Egypt

Son of Hamas leader was “Israeli spy,” father denies claims

The son of a jailed Hamas leader who converted to Christianity has gone public to announce that he spied for Israel.

Speaking before the release of his memoire next week, Mosab Hassan Yousef made the confession in an interview with Israeli daily Haaretz.

Labeling him “Israel’s most valuable informant for more than a decade," Haaretz reported that Yousef, 32, who moved to California in 2007, supplied the Shin Bet–Israel’s internal security agency–with information that led to the capture of leading Palestinian militants and prevented suicide bombings.

The British Broadcasting Corporation (BBC) quoted a former deputy head of the Shin Bet as saying that Mosab had been one of its agents.  

Mosab’s father, however, dismissed the report, asserting that his son had never been an active member of the Islamist group.    

Yousef is the son of Sheikh Hassan Yousef, a senior Hamas leader in the West Bank, who is currently serving a six-year prison sentence in an Israeli prison.  

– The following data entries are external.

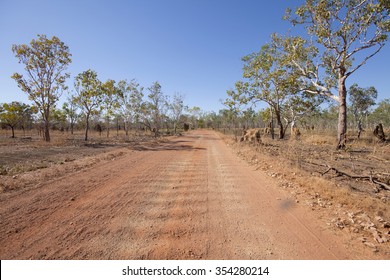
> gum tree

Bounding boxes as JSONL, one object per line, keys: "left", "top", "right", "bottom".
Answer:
{"left": 11, "top": 34, "right": 72, "bottom": 141}
{"left": 145, "top": 81, "right": 167, "bottom": 137}
{"left": 73, "top": 69, "right": 103, "bottom": 141}
{"left": 101, "top": 79, "right": 120, "bottom": 138}
{"left": 349, "top": 84, "right": 377, "bottom": 138}
{"left": 169, "top": 92, "right": 185, "bottom": 135}
{"left": 62, "top": 94, "right": 79, "bottom": 134}
{"left": 285, "top": 0, "right": 390, "bottom": 149}
{"left": 117, "top": 79, "right": 144, "bottom": 136}
{"left": 0, "top": 102, "right": 33, "bottom": 138}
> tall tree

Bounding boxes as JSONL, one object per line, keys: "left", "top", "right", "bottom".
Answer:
{"left": 169, "top": 92, "right": 185, "bottom": 135}
{"left": 73, "top": 69, "right": 103, "bottom": 141}
{"left": 224, "top": 82, "right": 246, "bottom": 139}
{"left": 117, "top": 79, "right": 144, "bottom": 136}
{"left": 11, "top": 34, "right": 72, "bottom": 142}
{"left": 349, "top": 84, "right": 377, "bottom": 138}
{"left": 242, "top": 39, "right": 305, "bottom": 139}
{"left": 101, "top": 79, "right": 120, "bottom": 138}
{"left": 146, "top": 81, "right": 167, "bottom": 137}
{"left": 285, "top": 0, "right": 390, "bottom": 149}
{"left": 62, "top": 94, "right": 79, "bottom": 134}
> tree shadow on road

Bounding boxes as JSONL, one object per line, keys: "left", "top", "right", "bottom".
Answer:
{"left": 128, "top": 140, "right": 206, "bottom": 152}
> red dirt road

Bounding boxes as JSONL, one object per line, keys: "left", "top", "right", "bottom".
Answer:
{"left": 0, "top": 130, "right": 373, "bottom": 259}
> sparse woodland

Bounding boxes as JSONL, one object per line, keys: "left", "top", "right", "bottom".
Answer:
{"left": 1, "top": 0, "right": 390, "bottom": 259}
{"left": 1, "top": 0, "right": 389, "bottom": 188}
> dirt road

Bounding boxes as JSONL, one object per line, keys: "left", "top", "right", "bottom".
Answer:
{"left": 0, "top": 130, "right": 374, "bottom": 259}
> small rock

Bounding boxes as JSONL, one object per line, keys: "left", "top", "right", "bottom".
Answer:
{"left": 357, "top": 237, "right": 367, "bottom": 243}
{"left": 335, "top": 221, "right": 345, "bottom": 229}
{"left": 375, "top": 216, "right": 384, "bottom": 223}
{"left": 352, "top": 227, "right": 359, "bottom": 233}
{"left": 364, "top": 242, "right": 377, "bottom": 249}
{"left": 373, "top": 233, "right": 384, "bottom": 243}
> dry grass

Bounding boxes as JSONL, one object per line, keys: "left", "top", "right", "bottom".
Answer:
{"left": 0, "top": 128, "right": 159, "bottom": 176}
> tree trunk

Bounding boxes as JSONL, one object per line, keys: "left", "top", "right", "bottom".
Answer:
{"left": 270, "top": 108, "right": 275, "bottom": 140}
{"left": 290, "top": 119, "right": 296, "bottom": 136}
{"left": 11, "top": 126, "right": 15, "bottom": 138}
{"left": 116, "top": 118, "right": 119, "bottom": 136}
{"left": 357, "top": 120, "right": 363, "bottom": 139}
{"left": 337, "top": 76, "right": 347, "bottom": 150}
{"left": 106, "top": 117, "right": 110, "bottom": 138}
{"left": 85, "top": 113, "right": 90, "bottom": 141}
{"left": 125, "top": 120, "right": 129, "bottom": 136}
{"left": 275, "top": 109, "right": 284, "bottom": 139}
{"left": 44, "top": 120, "right": 50, "bottom": 142}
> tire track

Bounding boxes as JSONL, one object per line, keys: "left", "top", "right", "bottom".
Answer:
{"left": 0, "top": 130, "right": 371, "bottom": 259}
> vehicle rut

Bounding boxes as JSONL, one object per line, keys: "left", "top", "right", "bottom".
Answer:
{"left": 0, "top": 130, "right": 372, "bottom": 259}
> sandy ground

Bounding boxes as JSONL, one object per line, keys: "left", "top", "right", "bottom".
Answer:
{"left": 0, "top": 130, "right": 383, "bottom": 259}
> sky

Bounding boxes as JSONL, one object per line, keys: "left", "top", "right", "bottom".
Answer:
{"left": 1, "top": 0, "right": 389, "bottom": 113}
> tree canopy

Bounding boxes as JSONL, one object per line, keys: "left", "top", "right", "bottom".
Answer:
{"left": 11, "top": 34, "right": 72, "bottom": 142}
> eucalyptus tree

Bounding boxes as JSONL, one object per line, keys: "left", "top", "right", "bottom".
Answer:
{"left": 146, "top": 81, "right": 167, "bottom": 137}
{"left": 117, "top": 80, "right": 144, "bottom": 136}
{"left": 11, "top": 34, "right": 72, "bottom": 141}
{"left": 73, "top": 69, "right": 104, "bottom": 141}
{"left": 169, "top": 93, "right": 185, "bottom": 135}
{"left": 242, "top": 39, "right": 305, "bottom": 139}
{"left": 0, "top": 102, "right": 33, "bottom": 138}
{"left": 349, "top": 84, "right": 377, "bottom": 138}
{"left": 369, "top": 99, "right": 390, "bottom": 127}
{"left": 62, "top": 94, "right": 79, "bottom": 134}
{"left": 224, "top": 81, "right": 248, "bottom": 138}
{"left": 284, "top": 0, "right": 390, "bottom": 148}
{"left": 101, "top": 79, "right": 120, "bottom": 138}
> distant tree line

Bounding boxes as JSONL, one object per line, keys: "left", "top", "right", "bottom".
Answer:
{"left": 2, "top": 35, "right": 204, "bottom": 141}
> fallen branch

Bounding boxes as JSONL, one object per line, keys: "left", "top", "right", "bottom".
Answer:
{"left": 369, "top": 155, "right": 389, "bottom": 163}
{"left": 303, "top": 161, "right": 390, "bottom": 191}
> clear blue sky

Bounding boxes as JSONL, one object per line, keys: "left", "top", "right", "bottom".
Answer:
{"left": 1, "top": 0, "right": 389, "bottom": 112}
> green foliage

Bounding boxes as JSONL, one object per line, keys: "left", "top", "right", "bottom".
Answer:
{"left": 100, "top": 79, "right": 121, "bottom": 137}
{"left": 11, "top": 34, "right": 72, "bottom": 141}
{"left": 238, "top": 34, "right": 323, "bottom": 138}
{"left": 369, "top": 99, "right": 390, "bottom": 127}
{"left": 144, "top": 81, "right": 168, "bottom": 136}
{"left": 349, "top": 84, "right": 378, "bottom": 125}
{"left": 117, "top": 79, "right": 144, "bottom": 134}
{"left": 284, "top": 0, "right": 389, "bottom": 148}
{"left": 169, "top": 93, "right": 185, "bottom": 133}
{"left": 0, "top": 102, "right": 34, "bottom": 137}
{"left": 62, "top": 95, "right": 79, "bottom": 133}
{"left": 73, "top": 69, "right": 104, "bottom": 140}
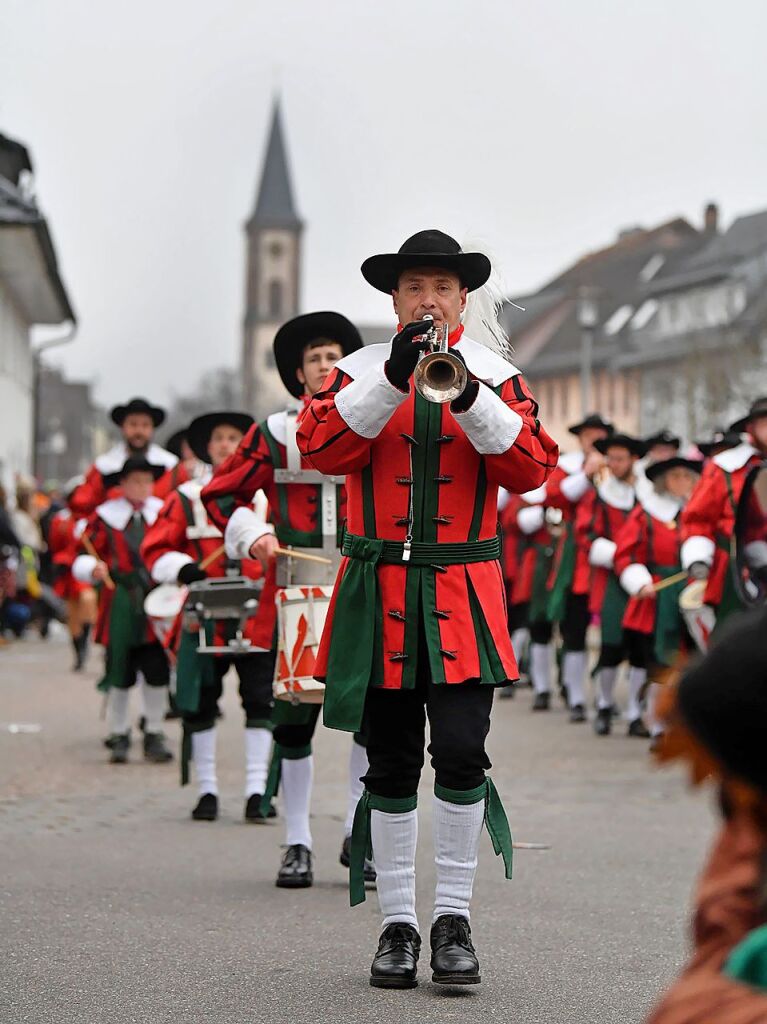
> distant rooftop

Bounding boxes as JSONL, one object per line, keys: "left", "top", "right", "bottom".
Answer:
{"left": 248, "top": 98, "right": 303, "bottom": 231}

The recent allegations, if proven true, would suggest that Israel’s penetration into Hamas’ upper echelons has been more serious than previously thought. The Islamist movement was already trying to recover from the assassination of one of its leaders in Dubai last month, where speculation about possible Israeli infiltration of the group has been anticipated.

According to Haaretz, Mosab secretly converted to Christianity one decade ago, before leaving to the US where he was baptized with the name Joseph.  

The Israeli daily also said that Mosab’s information had led to the arrest of two senior Hamas figures, Ibrahim Hamid and Abdullah Barghouti, as well as influential Fatah leader Marwan Barghouti. His career as an informant began in 1997, according to Haaretz, after he spent one year in an Israeli jail.

Meanwhile, Gideon Ezra, former deputy leader of Shin Bet and current member of the Israeli Knesset for the Kadima party, told the BBC that Mosab “provided very important information like hundreds of others fighting against terror."

Sheikh Hassan Yousef, however, dismissed the Haaretz report, stating that his son had never been an active member of the organization.

“Whether or not what was attributed to Mosab by the Jewish Haaretz newspaper proves to be true, I assert that he was never an active member in Hamas’ political, military or religious wings,” Yousef said in an email to Al-Masry Al-Youm from prison.

He added that his son “had been the subject of extortion and pressure by the Israeli intelligence service since 1996, when he was 17-year-old.” Since then, according to Yousef, “Mosab had been closely monitored by the organization.”  

Yousef also vehemently denied that his son could have exploited his familial connections to get inside information about the group and its activities. “Everybody knows that I’m only involved in the political and media activities of Hamas,” Yousef said in the statement.

Yousef, who has led Hamas in the West Bank since August 2001, was arrested by the Israeli army in April 2005. Two years later, Yousef, who is widely seen as a moderate, was sentenced to six years in prison.

Hamas has always maintained that its military wing, Ezzedeen Al-Qassam Brigades, functions separately from the group’s political leadership.

According to Western intelligence assessments, Yousef and exiled head of Hamas’ political bureau Khaled Meshaal had differed in the past regarding the best means of confronting Israel, with Yousef supporting negotiations over armed resistance.